Ed Stevens was the starting first baseman for the Brooklyn Dodgers in 1946, finishing second on the team in home runs and was looking forward to cementing his feet in the first base position for years to come. Leaving spring training in Havana in 1947, Leo Durocher had penciled him in as their opening day starter, beating out five other first baseman in the process. Left with little time to glow in the fruits of his hard work, Stevens’ jubilee would quickly turn sour as the day before the season opener, Dodgers general manager Branch Rickey announced that Jackie Robinson, not Stevens would be their opening day first baseman. Not only was Stevens about to witness Robinson break baseball’s color line, he also saw his position wither away right in front of his eyes. “I would like to say that I realized the magnitude of the situation and happily stepped aside, accepting my role as the sacrifice in this incredibly significant moment in history. But the truth is, I was a competitor, and I was agitated. The fact remained coming out of spring training the starting first base job was mine, and the rug had been ripped out from under me,” said Stevens in his 2009 autobiography, “Big” Ed Stevens – The Other Side of the Jackie Robinson Story.
Stevens, who passed away last week at the age of 87 in Galveston, Texas, was more than a mere footnote in baseball’s most significant event. He survived a near fatal infection to have a 19-year professional career as a player that included six in the majors with the Dodgers and Pittsburgh Pirates from 1945-1950.
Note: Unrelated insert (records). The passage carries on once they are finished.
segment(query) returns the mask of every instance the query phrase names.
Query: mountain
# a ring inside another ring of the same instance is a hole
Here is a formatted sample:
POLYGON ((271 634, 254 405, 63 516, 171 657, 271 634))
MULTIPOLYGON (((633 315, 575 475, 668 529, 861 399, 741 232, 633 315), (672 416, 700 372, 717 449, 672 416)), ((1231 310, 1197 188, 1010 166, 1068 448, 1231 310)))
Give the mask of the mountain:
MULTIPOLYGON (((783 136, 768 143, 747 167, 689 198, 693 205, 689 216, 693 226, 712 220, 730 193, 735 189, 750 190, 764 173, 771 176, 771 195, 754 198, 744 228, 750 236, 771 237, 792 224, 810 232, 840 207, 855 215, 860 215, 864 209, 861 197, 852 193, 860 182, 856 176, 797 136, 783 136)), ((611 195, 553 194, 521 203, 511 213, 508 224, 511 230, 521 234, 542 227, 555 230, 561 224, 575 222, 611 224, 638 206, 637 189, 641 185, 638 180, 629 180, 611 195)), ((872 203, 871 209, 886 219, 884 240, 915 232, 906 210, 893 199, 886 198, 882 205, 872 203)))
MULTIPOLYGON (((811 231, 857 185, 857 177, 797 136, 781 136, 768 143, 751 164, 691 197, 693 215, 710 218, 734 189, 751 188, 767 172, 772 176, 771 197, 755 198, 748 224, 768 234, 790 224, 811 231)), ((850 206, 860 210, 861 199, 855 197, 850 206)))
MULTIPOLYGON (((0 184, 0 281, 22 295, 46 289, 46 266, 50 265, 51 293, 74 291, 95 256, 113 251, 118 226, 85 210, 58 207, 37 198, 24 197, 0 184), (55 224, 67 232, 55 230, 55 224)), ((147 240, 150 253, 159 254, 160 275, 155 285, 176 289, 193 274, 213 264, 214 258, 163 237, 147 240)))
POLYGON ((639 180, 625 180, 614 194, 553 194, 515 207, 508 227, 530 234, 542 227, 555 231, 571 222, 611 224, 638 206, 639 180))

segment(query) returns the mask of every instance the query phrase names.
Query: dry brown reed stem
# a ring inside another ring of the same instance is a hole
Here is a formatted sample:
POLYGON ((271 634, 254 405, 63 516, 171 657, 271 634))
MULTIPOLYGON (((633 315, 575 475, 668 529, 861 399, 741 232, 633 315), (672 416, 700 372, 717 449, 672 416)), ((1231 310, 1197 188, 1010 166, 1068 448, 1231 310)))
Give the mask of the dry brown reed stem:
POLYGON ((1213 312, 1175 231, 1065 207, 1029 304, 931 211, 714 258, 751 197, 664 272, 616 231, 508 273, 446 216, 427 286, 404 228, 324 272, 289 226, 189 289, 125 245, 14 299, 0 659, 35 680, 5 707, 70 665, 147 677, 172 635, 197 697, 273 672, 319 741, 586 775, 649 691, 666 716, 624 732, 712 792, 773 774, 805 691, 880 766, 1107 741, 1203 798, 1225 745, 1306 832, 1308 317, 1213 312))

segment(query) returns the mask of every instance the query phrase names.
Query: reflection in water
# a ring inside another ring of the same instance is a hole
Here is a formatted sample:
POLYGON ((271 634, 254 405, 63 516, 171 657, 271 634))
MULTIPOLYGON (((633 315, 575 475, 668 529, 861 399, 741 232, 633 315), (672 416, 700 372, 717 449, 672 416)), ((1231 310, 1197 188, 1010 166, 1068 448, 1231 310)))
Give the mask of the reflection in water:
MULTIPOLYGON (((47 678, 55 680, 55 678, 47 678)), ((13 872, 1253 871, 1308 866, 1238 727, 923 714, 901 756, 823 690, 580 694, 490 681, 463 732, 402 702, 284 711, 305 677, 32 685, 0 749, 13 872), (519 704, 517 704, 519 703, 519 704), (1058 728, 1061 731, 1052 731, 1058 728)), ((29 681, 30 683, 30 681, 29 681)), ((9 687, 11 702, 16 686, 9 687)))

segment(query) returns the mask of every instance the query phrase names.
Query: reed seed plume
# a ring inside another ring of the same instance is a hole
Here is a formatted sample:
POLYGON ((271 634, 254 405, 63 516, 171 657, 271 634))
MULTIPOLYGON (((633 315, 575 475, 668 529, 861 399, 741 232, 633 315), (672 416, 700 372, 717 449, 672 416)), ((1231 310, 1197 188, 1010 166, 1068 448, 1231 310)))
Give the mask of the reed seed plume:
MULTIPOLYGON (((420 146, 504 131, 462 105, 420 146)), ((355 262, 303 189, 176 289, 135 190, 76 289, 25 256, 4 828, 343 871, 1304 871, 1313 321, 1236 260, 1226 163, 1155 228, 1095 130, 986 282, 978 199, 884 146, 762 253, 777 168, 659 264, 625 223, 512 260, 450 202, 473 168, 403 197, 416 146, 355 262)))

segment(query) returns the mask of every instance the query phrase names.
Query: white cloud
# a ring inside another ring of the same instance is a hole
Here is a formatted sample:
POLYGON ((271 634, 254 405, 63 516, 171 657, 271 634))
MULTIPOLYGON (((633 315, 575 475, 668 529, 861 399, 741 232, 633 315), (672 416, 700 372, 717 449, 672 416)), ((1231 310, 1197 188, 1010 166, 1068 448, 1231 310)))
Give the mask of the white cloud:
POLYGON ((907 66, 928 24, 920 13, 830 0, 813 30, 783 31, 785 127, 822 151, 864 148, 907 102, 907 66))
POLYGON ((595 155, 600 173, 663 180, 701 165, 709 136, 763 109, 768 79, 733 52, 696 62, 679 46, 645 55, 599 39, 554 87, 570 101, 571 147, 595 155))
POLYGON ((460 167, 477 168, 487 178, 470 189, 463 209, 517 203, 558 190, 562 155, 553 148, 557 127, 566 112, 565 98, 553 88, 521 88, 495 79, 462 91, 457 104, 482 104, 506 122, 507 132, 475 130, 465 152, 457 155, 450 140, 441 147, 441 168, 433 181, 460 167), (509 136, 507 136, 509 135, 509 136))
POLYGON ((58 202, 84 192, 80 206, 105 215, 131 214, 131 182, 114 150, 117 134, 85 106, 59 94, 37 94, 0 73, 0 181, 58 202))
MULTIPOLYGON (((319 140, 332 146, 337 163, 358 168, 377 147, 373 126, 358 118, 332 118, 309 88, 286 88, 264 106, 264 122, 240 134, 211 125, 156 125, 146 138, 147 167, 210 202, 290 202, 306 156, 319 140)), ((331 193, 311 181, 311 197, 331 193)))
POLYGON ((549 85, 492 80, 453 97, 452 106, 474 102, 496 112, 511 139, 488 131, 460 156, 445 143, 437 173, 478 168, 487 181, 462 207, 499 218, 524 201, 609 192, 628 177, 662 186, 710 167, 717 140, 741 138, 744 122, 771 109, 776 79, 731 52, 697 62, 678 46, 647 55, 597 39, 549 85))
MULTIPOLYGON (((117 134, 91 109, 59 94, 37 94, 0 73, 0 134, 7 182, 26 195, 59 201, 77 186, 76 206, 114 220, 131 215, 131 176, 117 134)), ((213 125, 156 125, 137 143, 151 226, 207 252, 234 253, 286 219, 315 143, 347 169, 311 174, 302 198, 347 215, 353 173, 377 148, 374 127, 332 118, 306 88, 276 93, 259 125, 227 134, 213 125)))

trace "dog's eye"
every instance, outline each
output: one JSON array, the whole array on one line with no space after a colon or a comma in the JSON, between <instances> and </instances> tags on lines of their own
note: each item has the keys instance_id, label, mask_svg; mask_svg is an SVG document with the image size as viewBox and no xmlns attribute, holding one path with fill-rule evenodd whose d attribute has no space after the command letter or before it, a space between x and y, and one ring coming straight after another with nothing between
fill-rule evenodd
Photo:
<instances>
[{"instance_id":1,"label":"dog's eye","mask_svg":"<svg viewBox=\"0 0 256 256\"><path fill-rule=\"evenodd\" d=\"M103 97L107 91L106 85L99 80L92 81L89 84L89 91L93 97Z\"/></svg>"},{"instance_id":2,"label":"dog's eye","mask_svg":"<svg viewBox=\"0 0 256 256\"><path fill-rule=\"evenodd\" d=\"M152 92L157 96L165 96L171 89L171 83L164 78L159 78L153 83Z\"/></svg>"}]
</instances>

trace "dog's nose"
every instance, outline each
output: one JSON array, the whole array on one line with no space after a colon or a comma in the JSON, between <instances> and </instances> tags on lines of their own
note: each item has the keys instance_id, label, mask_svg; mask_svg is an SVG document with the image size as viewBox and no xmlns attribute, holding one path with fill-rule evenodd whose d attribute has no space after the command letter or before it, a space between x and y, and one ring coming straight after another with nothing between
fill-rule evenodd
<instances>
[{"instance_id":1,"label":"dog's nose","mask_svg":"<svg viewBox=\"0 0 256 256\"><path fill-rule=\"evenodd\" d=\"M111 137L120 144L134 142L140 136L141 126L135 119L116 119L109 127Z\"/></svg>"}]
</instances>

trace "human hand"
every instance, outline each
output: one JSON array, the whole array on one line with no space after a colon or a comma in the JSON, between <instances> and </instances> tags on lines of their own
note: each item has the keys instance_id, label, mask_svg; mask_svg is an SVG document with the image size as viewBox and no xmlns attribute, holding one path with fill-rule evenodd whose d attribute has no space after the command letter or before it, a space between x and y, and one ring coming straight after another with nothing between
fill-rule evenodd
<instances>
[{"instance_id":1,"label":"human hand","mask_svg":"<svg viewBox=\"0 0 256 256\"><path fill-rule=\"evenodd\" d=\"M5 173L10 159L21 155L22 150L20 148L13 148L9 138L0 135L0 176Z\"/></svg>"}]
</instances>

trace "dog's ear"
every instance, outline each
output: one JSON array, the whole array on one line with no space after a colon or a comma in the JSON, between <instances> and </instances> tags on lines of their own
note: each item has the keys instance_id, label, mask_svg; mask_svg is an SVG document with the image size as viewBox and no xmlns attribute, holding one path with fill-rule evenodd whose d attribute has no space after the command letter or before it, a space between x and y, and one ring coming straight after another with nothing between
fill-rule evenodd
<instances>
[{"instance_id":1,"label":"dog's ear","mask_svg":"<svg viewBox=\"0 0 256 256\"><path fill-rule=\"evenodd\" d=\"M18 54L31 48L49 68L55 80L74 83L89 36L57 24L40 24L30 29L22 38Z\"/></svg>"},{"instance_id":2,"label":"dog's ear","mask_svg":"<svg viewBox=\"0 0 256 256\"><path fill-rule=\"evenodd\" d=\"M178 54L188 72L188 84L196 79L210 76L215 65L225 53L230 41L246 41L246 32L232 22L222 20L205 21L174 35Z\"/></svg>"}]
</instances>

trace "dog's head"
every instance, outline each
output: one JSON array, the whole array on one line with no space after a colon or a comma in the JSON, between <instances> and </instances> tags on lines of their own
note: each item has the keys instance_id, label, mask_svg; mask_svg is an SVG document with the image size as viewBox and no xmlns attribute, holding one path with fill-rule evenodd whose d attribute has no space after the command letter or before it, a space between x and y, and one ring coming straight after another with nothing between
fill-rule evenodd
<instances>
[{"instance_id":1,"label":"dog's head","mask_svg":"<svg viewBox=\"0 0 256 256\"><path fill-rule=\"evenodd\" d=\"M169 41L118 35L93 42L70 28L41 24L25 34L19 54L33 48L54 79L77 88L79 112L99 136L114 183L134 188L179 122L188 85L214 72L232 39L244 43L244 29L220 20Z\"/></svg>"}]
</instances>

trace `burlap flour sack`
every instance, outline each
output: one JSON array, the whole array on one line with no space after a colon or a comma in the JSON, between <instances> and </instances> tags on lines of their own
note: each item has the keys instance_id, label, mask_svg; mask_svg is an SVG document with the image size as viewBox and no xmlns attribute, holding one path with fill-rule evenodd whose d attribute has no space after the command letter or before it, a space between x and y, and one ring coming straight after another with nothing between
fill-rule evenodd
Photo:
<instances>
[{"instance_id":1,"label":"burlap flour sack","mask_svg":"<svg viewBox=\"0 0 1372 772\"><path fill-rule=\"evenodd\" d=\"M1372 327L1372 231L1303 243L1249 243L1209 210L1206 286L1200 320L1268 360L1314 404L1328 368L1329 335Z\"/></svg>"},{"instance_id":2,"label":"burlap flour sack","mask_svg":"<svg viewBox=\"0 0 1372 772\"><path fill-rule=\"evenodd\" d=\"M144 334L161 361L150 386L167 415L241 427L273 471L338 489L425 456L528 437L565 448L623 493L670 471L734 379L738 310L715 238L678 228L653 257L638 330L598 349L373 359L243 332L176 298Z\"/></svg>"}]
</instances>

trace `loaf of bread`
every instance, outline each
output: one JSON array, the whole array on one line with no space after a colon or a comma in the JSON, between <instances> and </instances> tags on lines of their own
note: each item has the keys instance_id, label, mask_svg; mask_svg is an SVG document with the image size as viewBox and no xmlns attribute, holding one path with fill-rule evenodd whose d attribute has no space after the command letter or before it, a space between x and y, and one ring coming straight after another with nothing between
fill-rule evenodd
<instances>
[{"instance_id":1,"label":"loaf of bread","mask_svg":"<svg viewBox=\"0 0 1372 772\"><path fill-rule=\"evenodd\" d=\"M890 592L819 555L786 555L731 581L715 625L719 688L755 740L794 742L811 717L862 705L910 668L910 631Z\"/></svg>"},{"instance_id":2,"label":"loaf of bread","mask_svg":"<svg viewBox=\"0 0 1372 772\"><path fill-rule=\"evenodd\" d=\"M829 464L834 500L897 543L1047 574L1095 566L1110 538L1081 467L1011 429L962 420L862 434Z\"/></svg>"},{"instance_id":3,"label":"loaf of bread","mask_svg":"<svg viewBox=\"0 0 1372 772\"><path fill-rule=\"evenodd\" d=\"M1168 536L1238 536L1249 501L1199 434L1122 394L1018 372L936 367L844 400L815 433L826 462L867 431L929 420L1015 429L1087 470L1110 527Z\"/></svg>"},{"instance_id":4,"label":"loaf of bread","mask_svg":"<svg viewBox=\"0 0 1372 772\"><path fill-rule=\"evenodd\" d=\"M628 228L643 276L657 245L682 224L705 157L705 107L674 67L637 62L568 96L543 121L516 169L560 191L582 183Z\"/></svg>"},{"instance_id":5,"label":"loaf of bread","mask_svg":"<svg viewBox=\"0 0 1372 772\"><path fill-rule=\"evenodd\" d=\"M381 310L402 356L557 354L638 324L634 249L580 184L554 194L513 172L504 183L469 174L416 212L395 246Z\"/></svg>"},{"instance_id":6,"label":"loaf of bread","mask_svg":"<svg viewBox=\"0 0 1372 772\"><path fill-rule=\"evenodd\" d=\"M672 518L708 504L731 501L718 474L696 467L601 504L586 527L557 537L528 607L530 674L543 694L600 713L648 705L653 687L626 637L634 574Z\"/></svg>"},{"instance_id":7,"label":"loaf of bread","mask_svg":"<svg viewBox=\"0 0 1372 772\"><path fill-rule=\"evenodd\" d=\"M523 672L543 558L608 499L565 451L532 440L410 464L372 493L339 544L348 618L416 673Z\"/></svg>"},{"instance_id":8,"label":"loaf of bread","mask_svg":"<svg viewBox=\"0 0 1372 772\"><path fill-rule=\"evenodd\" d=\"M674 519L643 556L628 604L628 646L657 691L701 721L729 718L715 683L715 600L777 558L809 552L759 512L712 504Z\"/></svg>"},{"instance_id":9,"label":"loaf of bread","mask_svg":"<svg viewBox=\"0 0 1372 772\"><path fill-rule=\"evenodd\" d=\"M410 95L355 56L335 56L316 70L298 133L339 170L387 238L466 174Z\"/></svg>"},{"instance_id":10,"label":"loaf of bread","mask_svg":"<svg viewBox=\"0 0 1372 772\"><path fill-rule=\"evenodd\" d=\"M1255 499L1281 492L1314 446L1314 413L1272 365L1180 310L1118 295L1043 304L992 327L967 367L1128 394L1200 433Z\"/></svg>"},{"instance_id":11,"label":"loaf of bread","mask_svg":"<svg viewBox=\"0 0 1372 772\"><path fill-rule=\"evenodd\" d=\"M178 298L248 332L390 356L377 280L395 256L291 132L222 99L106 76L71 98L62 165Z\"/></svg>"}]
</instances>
“It wasn’t the fact that I lost my job [in Pittsburgh], I couldn’t handle my job because my health went bad on me. I had a poison in my body that was affecting every joint in my body. It took me four years and 29 doctors to find out,” said Stevens in a 2008 interview from his home in Galveston. “I had my nose broken two different times. I couldn’t breathe out of my left side. My doctor in Shreveport, La., said, ‘I don’t know what the problem is with all of the pains you have, but I’m going to straighten your nose out so you can breathe a lot better.’ When he had the nose broken down, he could see up in my head and that’s where he found the poison. As soon as he finished my nose and let it rest, he went back with a long curved knife, a mirror and a light to get up in there and cut all that out. He filled a whiskey glass with it. It was all poisonous puss, and he said if would have hit me all at once, it would have killed me.” Stevens regained his strength and within a few years, he was among the home run leaders in Triple-A, yet he wondered why nobody would take a flyer on him. “I put in about five years in Toronto in Triple-A, and had good years every year, drove in about 100 runs, hit 25-30 home runs, and played in every ball game. The scouts coming through said I could still play big league ball, but they were afraid to recommend me because I left [the majors] as a cripple. They were afraid that all of that would come back on me. That’s what kept me out,” he said.
Stevens played in the minor leagues until 1961 and became a scout for various organizations from 1962-1989. Once he was on the other side of the table, it was clearer to him why he didn’t get another shot at the big leagues. “I went into scouting as soon as I left baseball. When I started scouting, then I realized what the scouts were up against. You have to be sure a fellow is good and healthy before you make a deal for him or sign him. That’s what it boiled down to. I forgave all of the scouts,” he said.
Despite playing six seasons in the majors, Stevens was ironically 42 days short of his major league pension. While scouting for the San Diego Padres, general manager Jack McKeon caught wind of this and asked Stevens in 1981 to join his team as a bench coach. “In order for me to be the fifth [coach], one had to take himself off the pension plan. Eddie Brinkman, one of the finest people I have ever met, volunteered. I will always respect that man as a gentleman and a friend. … After thirty years, I finally had the major league pension plan,” said Stevens in his book.
With the publishing of his memoirs, Stevens wanted to make it clear that he didn’t harbor ill will towards Robinson, but towards management for removing Stevens after promising him the position a few days prior. “I had no animosity towards Jackie; Branch Rickey was my object of anger. … I’m proud of Jackie, but I still wish we could have truly competed for that spot.”
In retirement, Stevens continued to receive large amounts of fan mail, something that brought him much joy and satisfaction. “If you’re a good enough fan and think enough of me to request this, I’m glad to do it,” said Stevens. “We’re still being remembered, [and] I appreciate every one of those people that takes the time to write and remember.”